Grand symphonic masterpieces

The third symphony (1926) is an orchestral masterpiece and one of the finest in Finnish post-Sibelian symphonic literature. While not so dramatic and expansive as the second, it is all the more refined, rich in nuance and inner meaning. It also reveals Madetoja’s more Gallic tendencies, and as the French musicologist Henri-Claude Fantapié once said, it could well bear the title “Sinfonia gallica”. The same refined approach is evident in the Huvinäytelmä-alkusoitto (Comedy Overture, 1923) and the music for the ballet pantomime Okon Fuoko (1927) based on a Japanese theme. Okon Fuoko is not regarded as a particularly successful stage work, but the orchestral suite arranged from it is one of Madetoja’s finest works and unusual for him in that it fleetingly subscribes to the neoclassical tendencies of the times.

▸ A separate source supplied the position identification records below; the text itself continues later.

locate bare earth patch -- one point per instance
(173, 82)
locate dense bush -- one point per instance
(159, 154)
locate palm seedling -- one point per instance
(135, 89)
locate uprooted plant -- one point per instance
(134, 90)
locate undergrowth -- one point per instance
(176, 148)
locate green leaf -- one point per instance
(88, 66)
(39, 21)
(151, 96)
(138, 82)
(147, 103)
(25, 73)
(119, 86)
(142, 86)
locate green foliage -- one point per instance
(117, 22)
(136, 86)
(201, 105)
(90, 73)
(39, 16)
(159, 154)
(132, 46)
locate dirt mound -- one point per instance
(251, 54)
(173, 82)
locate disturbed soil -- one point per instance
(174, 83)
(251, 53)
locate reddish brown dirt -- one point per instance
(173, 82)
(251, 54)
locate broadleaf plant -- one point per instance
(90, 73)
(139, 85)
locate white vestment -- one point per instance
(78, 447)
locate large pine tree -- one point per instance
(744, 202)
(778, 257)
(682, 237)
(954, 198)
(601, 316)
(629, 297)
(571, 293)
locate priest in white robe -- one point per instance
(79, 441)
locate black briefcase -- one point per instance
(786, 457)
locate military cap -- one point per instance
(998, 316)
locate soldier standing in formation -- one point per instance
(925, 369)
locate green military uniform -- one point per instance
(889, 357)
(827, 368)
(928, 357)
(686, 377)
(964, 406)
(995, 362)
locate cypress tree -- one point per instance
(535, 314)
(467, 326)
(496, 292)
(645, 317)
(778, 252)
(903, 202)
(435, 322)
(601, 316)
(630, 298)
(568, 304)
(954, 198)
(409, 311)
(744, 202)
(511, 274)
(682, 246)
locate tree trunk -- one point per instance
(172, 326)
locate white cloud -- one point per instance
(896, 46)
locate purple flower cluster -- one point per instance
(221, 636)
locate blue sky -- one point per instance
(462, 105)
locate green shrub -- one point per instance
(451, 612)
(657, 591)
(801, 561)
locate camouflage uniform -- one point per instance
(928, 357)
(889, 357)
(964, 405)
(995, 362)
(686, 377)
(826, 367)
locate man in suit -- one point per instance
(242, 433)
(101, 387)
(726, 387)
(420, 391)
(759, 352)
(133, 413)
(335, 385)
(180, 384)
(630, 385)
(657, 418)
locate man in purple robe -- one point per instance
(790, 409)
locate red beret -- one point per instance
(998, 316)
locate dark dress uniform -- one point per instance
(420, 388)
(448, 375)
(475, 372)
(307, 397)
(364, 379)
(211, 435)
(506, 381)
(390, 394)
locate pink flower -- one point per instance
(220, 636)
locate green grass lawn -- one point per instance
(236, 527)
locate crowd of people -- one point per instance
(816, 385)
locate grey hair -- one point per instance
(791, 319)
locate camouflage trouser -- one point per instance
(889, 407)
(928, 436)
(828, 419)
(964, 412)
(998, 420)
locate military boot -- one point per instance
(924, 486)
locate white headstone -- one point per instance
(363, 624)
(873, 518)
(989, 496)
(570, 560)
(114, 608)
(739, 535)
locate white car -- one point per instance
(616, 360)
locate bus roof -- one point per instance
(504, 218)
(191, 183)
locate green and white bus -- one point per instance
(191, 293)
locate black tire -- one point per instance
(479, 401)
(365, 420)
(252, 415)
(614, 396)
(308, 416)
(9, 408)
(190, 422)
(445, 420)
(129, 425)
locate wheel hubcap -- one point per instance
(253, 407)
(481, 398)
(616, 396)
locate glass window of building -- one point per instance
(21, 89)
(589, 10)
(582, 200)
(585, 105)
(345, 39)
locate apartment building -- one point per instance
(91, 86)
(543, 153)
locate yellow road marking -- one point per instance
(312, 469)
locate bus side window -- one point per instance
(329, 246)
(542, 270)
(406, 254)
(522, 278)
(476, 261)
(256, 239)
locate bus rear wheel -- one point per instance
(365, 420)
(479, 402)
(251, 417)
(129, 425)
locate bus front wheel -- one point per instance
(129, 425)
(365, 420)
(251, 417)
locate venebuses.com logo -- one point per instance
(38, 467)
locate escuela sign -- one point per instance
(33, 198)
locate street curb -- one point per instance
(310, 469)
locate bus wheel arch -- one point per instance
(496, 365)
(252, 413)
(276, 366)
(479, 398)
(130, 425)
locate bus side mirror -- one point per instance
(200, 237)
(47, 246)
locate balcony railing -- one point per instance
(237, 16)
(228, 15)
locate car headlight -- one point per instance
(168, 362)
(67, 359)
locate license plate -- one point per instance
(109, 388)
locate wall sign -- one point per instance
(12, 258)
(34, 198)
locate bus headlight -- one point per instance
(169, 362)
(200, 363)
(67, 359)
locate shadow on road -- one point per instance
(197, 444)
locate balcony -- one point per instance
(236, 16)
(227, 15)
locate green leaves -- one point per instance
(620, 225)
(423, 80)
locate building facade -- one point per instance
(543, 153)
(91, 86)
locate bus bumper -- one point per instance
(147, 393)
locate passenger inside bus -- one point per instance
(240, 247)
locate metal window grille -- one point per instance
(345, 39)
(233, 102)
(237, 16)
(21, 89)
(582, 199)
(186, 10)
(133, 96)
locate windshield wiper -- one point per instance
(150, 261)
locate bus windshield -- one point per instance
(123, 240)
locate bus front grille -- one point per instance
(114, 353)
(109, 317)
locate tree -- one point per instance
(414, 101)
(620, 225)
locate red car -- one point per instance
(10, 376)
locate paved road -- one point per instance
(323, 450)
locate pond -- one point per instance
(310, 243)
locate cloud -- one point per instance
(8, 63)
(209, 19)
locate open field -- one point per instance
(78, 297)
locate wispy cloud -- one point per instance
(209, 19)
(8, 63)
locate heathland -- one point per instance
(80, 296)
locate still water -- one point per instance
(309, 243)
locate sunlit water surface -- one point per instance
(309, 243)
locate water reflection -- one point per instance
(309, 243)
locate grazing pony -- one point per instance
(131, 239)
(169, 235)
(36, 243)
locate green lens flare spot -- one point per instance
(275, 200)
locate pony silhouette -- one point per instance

One of the last great works by Madetoja is his second opera Juha (1934). More symphonic, refined and coherent than The Ostrobothnians, it does not, despite its national theme, make use of folk tunes. It has, however, never become as popular as The Ostrobothnians. From Juha onwards Madetoja’s creative force gradually began to lose power. In the 1930s he spent a long time working on a fourth symphony, but he claims it got lost at a Paris railway station in 1938 and he did not have the strength to write it all over again.

 

The master of the choral works

In addition to his orchestral works and operas Madetoja was also a major - many might say Finland’s finest - composer of choral music. His choral works are marked by the same richness of nuance and harmony as his orchestral music, and he also composed some superb solo songs, such as the song cycle Syksy (Autumn, 1930). Among the leading works for a small instrumental ensemble composed in adulthood are the fine piano suite Kuoleman puutarha (The Garden of Death, 1918-1919) and the Lyrical Suite for cello and piano (1922).

It is curious that though Madetoja's own instrument was the Kantele, he never composed anything for it.